A vos débuts, quand vous avez eu des hits comme Electricity, Enola Gay ou Souvenir, pensiez-vous que vous seriez toujours là quarante ans plus tard ?

Absolument pas. J'avais dit à un ami quand j'avais vingt-deux ans « si je fais encore ce métier à vingt-cinq ans, tue-moi ! » (rires). Electricity n'a pas été un hit à l'époque. Tout le monde connaît le morceau aujourd'hui mais à sa sortie cela n'avait pas été un carton.

C'est votre seul morceau chez Factory Records. Pourquoi ?

Tony Wilson nous avait dit « vous êtes le futur de la pop-music, vous allez être à Top of The Pops ». Sa première femme nous a raconté il y a quelques années qu'elle était dans la voiture avec Tony un jour et qu'elle a vu cette cassette démo avec dessus écrit OMD. Elle lui a demandé ce que c'était et il a répondu « de la merde expérimentale ». Elle a mis la K7 et en entendant Electricity elle lui a dit : « mais c'est génial, tu devrais les signer ». Tony l'a fait pour lui faire plaisir. Voilà comment Electricity a vu le jour. Pour Tony Wilson, on est passés en une semaine de merde expérimentale à futur de la pop-music (rires).

Vous avez annoncé récemment une grosse tournée européenne...

Nous adorons tourner. Tu remarqueras quand même qu'il y a pas mal de jours off. Nous aimons tourner mais avons besoin de nous reposer aussi plus qu'avant.

Il y aura une date à la Cigale à Paris.

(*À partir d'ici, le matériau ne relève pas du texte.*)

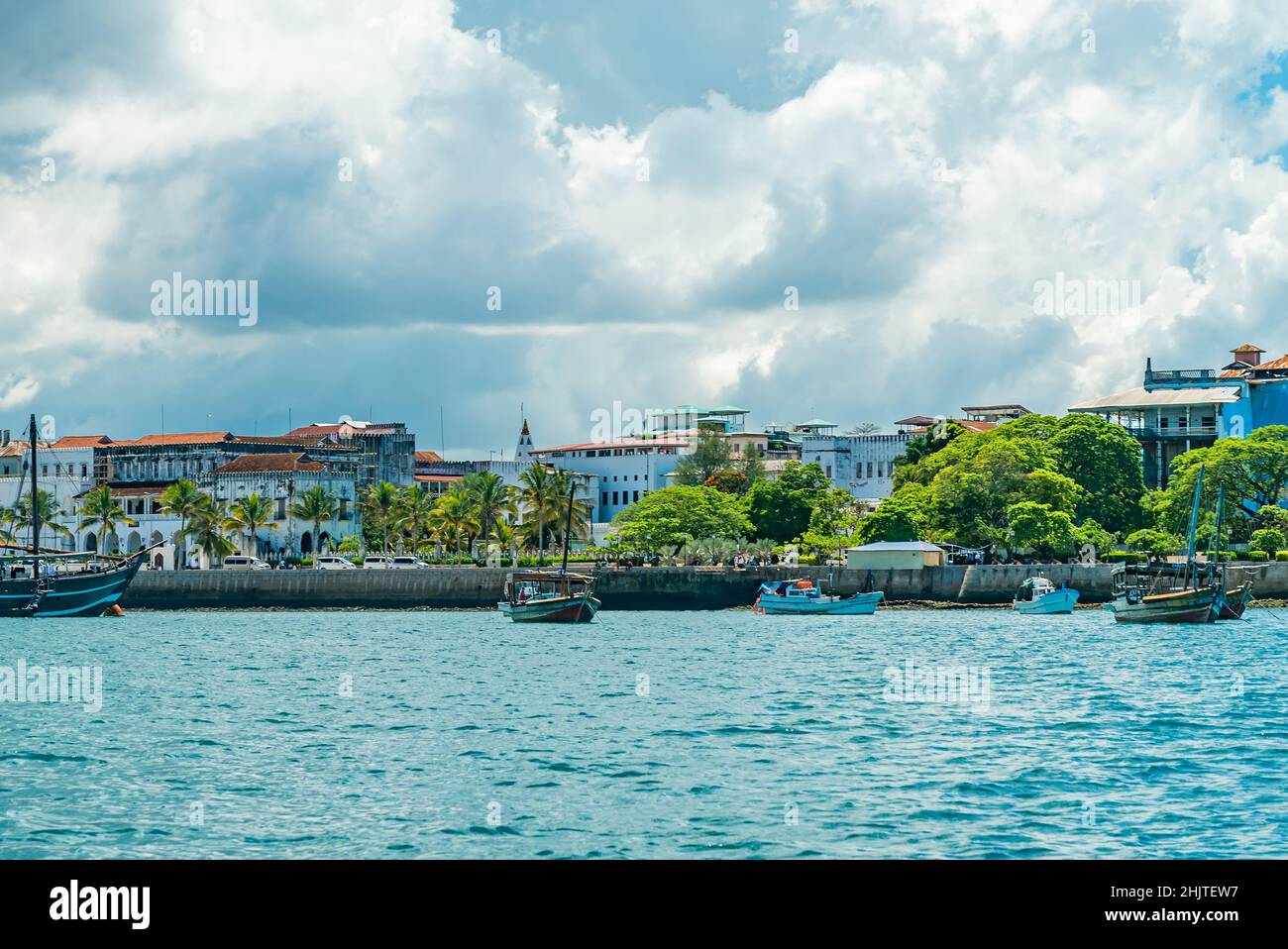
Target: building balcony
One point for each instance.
(1147, 433)
(1179, 376)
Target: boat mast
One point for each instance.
(1193, 533)
(35, 506)
(568, 525)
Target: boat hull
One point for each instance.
(1050, 604)
(71, 595)
(859, 604)
(557, 609)
(1183, 606)
(1232, 602)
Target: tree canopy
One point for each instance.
(665, 519)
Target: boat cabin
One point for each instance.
(798, 588)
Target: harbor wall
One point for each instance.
(651, 587)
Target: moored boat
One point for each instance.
(1038, 595)
(40, 583)
(549, 596)
(552, 596)
(802, 597)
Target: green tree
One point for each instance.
(1104, 460)
(1269, 540)
(416, 514)
(662, 520)
(180, 499)
(99, 509)
(378, 505)
(752, 468)
(454, 519)
(1157, 544)
(249, 515)
(317, 506)
(50, 509)
(207, 529)
(492, 499)
(709, 455)
(1038, 527)
(781, 510)
(539, 498)
(898, 518)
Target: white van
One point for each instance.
(245, 563)
(407, 563)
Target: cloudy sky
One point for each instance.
(567, 205)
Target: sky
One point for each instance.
(450, 211)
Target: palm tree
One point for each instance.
(454, 518)
(207, 527)
(249, 515)
(378, 505)
(50, 509)
(415, 514)
(317, 506)
(563, 483)
(104, 511)
(540, 502)
(180, 499)
(490, 498)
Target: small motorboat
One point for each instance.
(549, 596)
(1041, 596)
(1232, 602)
(802, 596)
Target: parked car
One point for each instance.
(407, 563)
(246, 563)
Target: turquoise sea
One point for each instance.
(460, 734)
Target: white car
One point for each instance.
(246, 563)
(407, 563)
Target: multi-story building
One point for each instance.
(1177, 410)
(282, 477)
(623, 472)
(384, 451)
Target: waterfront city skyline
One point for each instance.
(648, 210)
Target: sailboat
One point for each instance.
(1189, 592)
(52, 583)
(552, 596)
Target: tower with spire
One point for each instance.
(523, 451)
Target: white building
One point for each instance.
(863, 465)
(626, 471)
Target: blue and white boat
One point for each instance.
(800, 596)
(1039, 595)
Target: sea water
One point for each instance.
(462, 734)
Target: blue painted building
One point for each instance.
(1177, 410)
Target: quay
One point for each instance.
(647, 587)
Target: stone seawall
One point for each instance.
(649, 587)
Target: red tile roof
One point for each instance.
(1280, 364)
(625, 443)
(292, 462)
(180, 438)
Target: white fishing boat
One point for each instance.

J'ai l'impression qu'il y a toujours eu une grande histoire d'amour entre OMD et la France. Vos vieux titres passent toujours à la radio chez nous...

Dans les années 80 nous faisions de grosses tournées en France. Nous aimerions jouer plus ici si nous le pouvions. Enola Gay a d'abord cartonné en France, le titre avait été numéro un chez vous trois mois durant.